Markets are higher this morning as commodities gain. Bonds and MBS are down.
Home Prices rose 0.84% in October and are up 5.5% YOY, according to the Case-Shiller Home Price Index. Portland, San Francisco, and Denver led the charge. For those worrying about how the increase in the Fed Funds rate will affect mortgage rates, don’t worry about a 1-for-1 increase in mortgage rates as the Fed hikes rates. Note that in the 2004-2005 tightening cycle, the Fed Funds rate went from 1% to 5.25% while the average 30 year fixed rate mortgage went from 6% to 6.75%.
One thing to keep in mind, however: ARMS that are pegged to shorter-term rates like LIBOR, Fed Funds or Prime will increase as the Fed hikes short term rates. Might be a good time to pitch a switch from an ARM to a 30 year fixed.

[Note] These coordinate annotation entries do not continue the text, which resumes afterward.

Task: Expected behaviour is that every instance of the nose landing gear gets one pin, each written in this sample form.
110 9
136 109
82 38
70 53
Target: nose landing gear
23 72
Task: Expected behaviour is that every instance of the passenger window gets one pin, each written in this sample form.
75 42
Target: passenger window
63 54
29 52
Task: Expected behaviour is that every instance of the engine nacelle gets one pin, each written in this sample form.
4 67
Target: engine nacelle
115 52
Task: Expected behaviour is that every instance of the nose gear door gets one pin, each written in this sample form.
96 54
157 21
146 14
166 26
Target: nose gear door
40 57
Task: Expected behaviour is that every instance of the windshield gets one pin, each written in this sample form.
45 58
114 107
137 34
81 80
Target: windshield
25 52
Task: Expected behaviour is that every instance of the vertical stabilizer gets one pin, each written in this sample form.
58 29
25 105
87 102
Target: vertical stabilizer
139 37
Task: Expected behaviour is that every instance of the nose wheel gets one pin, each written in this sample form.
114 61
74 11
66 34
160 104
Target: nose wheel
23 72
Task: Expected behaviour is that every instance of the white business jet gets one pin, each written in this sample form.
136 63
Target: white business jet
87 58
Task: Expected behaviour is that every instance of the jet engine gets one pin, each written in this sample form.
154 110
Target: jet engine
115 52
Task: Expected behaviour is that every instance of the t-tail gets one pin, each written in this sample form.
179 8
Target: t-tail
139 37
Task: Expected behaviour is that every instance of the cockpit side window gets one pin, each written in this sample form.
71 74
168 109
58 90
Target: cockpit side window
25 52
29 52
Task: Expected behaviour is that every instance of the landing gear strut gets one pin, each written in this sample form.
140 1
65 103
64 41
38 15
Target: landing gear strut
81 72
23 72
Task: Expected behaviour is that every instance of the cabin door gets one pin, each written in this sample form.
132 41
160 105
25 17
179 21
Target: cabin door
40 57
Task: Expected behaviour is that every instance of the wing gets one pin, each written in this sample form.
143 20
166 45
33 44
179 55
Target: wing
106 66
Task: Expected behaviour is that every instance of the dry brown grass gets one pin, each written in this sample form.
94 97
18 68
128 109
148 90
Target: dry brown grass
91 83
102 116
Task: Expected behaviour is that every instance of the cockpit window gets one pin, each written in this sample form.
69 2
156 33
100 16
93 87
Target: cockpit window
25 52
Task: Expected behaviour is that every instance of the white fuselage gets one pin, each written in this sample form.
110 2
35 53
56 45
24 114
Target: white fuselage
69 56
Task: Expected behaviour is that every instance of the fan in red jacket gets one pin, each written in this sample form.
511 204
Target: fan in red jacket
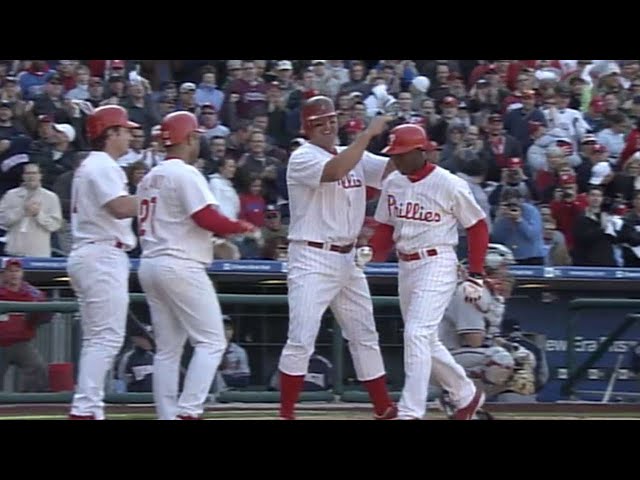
18 329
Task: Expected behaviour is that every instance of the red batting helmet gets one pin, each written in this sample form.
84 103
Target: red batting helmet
177 126
314 108
107 117
407 137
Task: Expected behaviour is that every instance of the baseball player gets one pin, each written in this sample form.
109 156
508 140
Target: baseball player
98 266
327 200
176 220
419 209
472 332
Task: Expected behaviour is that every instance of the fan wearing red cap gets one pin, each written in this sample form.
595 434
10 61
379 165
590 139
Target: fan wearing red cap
567 205
595 233
177 216
629 233
101 218
419 210
17 330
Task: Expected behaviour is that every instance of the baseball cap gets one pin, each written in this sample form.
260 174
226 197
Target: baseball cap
284 65
8 262
514 162
209 106
187 87
55 78
599 148
534 126
67 129
421 83
271 211
354 125
597 104
599 172
450 101
567 179
612 68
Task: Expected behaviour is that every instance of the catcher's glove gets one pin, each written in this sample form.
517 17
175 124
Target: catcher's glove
472 287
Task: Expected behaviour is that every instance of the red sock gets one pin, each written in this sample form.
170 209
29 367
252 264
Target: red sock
290 386
378 394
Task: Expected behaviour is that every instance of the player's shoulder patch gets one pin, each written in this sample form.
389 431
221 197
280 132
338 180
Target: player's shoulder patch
393 178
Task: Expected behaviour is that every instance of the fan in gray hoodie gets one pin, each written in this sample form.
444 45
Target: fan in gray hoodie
537 153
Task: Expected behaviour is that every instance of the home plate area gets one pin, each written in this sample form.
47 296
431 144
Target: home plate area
350 411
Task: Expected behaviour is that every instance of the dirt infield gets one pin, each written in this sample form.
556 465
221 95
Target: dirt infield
337 411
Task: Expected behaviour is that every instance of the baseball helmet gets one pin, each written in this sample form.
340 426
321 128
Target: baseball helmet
498 366
407 137
106 117
314 108
498 256
177 126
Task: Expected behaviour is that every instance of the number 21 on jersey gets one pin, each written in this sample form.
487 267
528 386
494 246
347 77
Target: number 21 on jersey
146 213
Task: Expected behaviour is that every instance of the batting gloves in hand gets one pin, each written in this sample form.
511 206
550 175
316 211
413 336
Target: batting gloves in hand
472 287
363 256
248 227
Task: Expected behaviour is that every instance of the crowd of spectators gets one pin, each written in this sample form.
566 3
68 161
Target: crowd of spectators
550 148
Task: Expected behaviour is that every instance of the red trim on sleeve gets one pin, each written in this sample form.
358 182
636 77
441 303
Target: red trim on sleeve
381 242
422 173
478 239
210 219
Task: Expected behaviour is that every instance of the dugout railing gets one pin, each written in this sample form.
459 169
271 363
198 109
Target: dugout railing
332 344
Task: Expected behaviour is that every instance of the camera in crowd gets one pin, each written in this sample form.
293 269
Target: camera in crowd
512 207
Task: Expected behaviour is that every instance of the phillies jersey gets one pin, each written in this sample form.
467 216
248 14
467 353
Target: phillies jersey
329 212
97 181
169 194
426 213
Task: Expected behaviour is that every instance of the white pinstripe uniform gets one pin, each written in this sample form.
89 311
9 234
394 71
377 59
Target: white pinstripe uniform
425 215
331 213
98 267
181 297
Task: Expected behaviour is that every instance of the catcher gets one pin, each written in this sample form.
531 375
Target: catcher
502 366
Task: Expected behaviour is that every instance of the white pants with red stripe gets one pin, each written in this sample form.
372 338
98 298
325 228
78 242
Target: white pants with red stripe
183 305
425 287
318 279
99 276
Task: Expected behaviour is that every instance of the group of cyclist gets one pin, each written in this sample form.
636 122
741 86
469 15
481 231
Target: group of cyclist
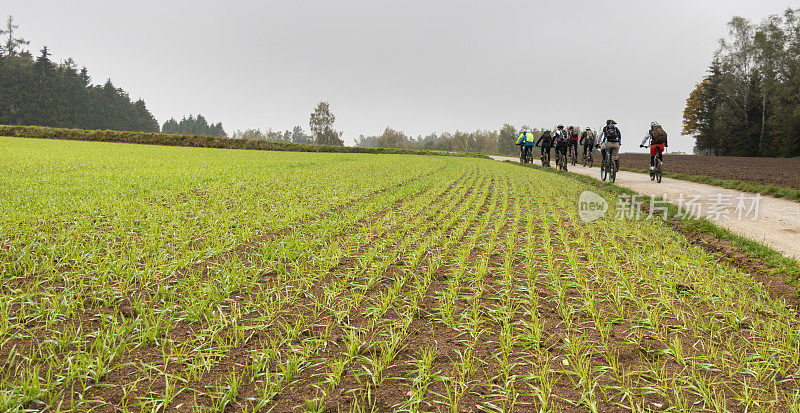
565 140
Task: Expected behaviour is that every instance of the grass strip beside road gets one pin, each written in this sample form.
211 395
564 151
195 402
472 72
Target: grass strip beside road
777 263
752 187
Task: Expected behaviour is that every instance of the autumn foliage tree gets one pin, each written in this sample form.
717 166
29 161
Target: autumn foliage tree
321 124
747 103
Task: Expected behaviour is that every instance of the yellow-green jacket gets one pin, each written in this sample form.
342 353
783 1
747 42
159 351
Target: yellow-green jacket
526 138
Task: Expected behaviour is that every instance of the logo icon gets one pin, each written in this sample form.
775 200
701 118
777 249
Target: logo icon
591 206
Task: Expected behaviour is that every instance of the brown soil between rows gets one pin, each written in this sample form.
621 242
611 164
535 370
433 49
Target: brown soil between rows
781 172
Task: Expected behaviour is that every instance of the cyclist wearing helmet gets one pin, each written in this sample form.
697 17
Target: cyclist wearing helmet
547 142
561 141
587 140
525 142
573 140
610 139
656 138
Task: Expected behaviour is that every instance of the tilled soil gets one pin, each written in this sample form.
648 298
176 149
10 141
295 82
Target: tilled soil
783 172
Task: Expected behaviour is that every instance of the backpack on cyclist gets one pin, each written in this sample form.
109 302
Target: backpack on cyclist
611 133
561 137
529 137
658 135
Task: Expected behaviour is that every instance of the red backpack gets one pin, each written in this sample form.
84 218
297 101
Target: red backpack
658 135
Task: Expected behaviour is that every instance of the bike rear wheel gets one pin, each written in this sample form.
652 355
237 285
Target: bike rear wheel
613 171
659 165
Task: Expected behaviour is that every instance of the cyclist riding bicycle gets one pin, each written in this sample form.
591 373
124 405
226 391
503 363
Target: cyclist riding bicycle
587 140
547 142
561 141
573 140
610 139
656 138
525 142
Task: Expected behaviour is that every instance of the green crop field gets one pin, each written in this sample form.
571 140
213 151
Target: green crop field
146 278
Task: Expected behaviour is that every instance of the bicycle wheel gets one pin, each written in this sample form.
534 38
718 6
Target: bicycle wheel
613 171
659 171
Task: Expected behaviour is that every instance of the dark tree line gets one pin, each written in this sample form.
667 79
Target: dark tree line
485 141
41 92
296 135
38 91
748 103
194 126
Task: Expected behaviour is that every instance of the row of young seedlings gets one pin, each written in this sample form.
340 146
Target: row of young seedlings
151 326
264 370
273 368
387 334
624 265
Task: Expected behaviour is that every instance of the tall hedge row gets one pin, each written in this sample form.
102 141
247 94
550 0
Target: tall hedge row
197 141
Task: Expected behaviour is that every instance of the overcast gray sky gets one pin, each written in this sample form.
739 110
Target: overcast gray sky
417 66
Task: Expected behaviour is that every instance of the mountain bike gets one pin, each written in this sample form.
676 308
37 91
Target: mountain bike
608 168
561 161
529 155
588 159
658 169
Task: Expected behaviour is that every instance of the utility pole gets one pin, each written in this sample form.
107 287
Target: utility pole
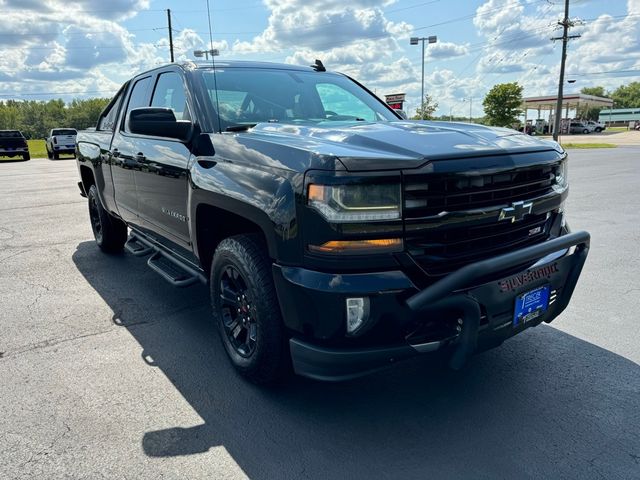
170 33
470 107
414 41
566 24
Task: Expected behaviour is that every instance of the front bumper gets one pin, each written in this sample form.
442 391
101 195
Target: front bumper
478 298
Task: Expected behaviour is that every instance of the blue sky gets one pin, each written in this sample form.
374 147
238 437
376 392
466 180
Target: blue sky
86 48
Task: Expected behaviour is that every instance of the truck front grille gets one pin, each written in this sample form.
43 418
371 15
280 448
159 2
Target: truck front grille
444 244
426 195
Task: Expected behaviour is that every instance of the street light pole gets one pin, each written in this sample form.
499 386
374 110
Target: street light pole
414 41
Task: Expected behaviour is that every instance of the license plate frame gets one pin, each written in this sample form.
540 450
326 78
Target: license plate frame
530 305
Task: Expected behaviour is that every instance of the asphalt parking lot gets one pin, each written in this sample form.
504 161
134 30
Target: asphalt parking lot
106 371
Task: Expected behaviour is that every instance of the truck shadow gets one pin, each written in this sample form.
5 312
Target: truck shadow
545 404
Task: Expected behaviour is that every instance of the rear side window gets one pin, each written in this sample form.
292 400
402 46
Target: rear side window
11 134
139 98
110 117
170 93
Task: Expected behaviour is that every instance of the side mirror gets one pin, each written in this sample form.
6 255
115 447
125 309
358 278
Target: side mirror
158 122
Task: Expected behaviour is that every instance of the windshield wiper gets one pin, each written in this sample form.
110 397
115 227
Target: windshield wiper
240 128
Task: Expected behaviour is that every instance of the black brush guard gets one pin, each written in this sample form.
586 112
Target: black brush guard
468 291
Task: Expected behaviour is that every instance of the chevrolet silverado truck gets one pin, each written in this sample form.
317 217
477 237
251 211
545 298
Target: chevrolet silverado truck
13 144
59 141
335 237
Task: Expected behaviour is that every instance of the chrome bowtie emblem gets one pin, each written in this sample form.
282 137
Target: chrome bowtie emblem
516 212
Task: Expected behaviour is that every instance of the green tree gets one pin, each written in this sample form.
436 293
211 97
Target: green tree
502 105
425 111
84 113
627 96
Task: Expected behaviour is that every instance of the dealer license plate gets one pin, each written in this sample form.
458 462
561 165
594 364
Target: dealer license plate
531 305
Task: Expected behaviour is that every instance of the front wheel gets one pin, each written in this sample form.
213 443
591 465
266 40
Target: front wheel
246 310
110 232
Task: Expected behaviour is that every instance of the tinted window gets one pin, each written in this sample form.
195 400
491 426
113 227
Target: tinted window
110 117
138 98
10 134
170 93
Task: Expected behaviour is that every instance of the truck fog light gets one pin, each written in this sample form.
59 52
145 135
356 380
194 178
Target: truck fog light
357 313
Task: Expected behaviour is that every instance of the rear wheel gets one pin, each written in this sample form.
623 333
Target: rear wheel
246 310
110 232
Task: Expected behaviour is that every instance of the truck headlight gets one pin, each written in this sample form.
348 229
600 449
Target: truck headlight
355 203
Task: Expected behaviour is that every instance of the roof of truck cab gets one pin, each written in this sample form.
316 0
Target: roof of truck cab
251 64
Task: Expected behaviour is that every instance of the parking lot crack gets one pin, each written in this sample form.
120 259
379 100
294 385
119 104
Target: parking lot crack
51 343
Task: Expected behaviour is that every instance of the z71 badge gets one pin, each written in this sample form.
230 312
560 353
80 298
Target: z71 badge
527 277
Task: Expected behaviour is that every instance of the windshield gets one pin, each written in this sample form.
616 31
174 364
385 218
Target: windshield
247 96
67 131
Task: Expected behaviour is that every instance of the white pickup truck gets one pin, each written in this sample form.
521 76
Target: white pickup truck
61 140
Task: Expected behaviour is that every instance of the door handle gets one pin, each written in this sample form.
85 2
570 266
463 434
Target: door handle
207 163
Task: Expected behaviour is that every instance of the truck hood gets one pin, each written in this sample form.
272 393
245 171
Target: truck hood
397 145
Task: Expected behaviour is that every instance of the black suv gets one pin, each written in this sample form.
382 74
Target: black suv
335 237
13 144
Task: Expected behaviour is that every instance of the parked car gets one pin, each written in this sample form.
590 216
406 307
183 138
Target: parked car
596 126
61 140
579 127
335 236
13 144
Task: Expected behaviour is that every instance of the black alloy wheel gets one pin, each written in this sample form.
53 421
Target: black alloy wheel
238 315
246 309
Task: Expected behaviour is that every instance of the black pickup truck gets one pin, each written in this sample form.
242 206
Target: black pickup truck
336 238
13 144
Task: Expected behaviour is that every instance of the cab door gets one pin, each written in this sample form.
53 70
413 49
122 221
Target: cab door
123 155
162 174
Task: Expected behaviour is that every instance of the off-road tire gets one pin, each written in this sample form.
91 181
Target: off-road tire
110 232
268 362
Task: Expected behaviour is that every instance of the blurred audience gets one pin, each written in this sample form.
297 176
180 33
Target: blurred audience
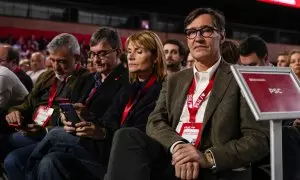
37 64
294 61
190 61
230 52
48 64
253 52
282 59
24 64
10 59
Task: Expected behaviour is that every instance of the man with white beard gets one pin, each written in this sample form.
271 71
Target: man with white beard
175 53
40 111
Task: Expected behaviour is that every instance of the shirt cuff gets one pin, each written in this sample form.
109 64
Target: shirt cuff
172 147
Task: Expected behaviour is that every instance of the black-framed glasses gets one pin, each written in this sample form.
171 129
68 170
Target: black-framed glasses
206 32
101 53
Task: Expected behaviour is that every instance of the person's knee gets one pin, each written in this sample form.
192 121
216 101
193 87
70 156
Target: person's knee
55 132
11 161
47 162
125 132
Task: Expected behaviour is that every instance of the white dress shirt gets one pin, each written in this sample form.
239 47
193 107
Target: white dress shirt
202 80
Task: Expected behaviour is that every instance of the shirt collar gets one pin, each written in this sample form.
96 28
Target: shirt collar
211 71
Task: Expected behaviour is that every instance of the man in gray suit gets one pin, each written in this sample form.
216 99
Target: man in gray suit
202 127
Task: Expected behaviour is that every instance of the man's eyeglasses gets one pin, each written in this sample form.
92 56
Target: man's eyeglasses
100 54
205 32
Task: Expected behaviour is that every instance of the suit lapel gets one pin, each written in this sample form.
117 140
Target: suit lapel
180 95
222 81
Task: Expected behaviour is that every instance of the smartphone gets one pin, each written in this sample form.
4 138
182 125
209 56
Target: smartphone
70 113
14 125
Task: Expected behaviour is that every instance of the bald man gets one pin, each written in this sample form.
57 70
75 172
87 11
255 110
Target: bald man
37 63
9 58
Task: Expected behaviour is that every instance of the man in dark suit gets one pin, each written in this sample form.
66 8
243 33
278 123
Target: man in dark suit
201 125
10 59
92 95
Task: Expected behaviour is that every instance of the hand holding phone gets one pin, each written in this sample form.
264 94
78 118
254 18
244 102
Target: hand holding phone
69 111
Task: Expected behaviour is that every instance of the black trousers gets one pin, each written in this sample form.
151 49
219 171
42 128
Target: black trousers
291 153
136 156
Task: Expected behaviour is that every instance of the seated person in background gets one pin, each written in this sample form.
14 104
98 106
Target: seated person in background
283 59
290 132
24 64
190 61
175 53
62 155
230 52
39 112
48 64
10 59
90 65
37 64
201 127
12 93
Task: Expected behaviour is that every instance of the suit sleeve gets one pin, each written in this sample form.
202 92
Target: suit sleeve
30 101
159 126
112 117
252 146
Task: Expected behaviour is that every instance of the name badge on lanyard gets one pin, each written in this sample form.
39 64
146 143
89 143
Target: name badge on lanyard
44 113
191 131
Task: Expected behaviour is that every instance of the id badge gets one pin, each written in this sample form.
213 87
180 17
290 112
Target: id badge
191 132
43 115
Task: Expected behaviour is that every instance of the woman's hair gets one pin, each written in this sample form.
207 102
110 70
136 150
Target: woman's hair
150 41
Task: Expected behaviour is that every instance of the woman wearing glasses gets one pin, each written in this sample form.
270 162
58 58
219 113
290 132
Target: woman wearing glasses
57 158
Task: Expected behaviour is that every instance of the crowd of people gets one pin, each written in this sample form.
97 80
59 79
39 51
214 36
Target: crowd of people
158 110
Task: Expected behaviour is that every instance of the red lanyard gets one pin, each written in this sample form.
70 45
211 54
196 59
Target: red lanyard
133 100
53 92
193 109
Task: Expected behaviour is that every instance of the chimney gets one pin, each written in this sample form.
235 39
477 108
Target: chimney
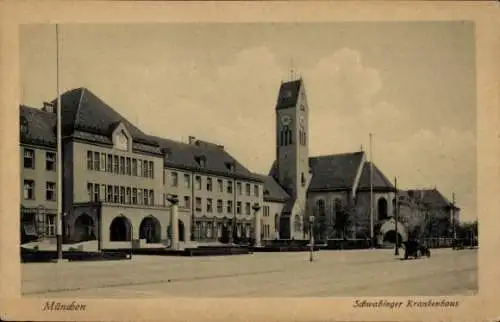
48 107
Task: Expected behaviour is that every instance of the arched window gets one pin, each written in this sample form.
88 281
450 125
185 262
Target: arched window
297 223
320 207
337 206
382 208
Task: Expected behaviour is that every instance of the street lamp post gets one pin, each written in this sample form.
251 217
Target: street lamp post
311 238
174 203
256 207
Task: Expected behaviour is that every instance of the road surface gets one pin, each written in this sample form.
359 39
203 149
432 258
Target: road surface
333 273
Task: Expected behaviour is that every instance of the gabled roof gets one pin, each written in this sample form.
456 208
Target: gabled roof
380 182
288 94
431 197
83 111
217 159
334 172
40 127
272 190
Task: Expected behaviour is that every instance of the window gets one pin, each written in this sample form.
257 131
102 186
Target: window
128 166
151 170
121 141
151 197
51 225
90 190
201 161
110 194
97 191
139 196
29 189
229 166
116 194
297 223
209 205
198 204
122 165
102 194
97 163
175 179
139 168
103 162
90 160
116 164
134 196
122 195
145 170
320 207
145 196
50 161
134 167
110 163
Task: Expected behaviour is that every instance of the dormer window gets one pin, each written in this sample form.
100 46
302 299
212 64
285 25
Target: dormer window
229 166
121 142
201 161
167 154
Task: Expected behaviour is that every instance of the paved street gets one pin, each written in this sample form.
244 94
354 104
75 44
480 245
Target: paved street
334 273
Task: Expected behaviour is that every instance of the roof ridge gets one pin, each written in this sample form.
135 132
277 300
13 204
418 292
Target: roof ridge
335 154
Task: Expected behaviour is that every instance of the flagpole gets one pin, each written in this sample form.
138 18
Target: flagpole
371 192
396 216
59 156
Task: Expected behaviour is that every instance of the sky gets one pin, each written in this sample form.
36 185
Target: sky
411 84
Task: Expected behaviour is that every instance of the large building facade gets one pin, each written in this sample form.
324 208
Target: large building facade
117 179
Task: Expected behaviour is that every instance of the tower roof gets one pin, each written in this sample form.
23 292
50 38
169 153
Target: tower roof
288 94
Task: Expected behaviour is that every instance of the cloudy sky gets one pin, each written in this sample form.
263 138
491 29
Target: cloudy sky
411 84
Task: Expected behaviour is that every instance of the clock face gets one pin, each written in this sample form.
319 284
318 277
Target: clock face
286 120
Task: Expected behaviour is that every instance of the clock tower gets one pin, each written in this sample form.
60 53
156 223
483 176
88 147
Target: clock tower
292 137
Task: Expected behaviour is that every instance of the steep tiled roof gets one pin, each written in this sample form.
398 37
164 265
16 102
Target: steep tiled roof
380 182
288 94
217 159
432 197
37 127
334 172
272 190
83 111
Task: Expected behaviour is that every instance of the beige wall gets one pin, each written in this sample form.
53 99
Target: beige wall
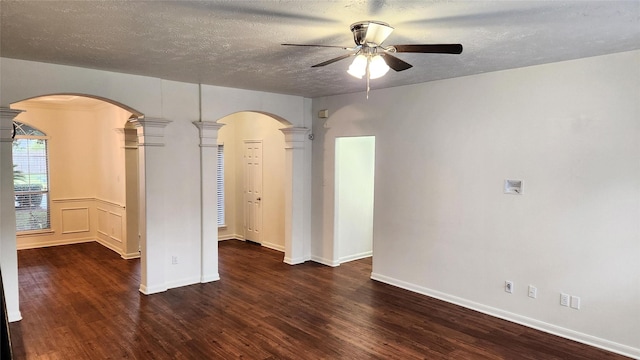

Ever since the bubble burst, homebuilders have largely focused on the luxury end of the market and the move-up buyer. Fun fact: the average size of a new home has increased by 150 square feet since 2008. Entry-level homebuyers had been priced out of the market. Now that is beginning to change, as builders are focusing on starter homes. High land prices remain an issue.
Consumer Confidence rose from 92.6 to 96.5 in December.
Retailers had a decent holiday shopping season, with sales between Black Friday and Christmas up almost 8%.
Average days to close a loan increased by 3 in November, according to Ellie Mae. Blame TRID. Average FICO slipped a point to 721.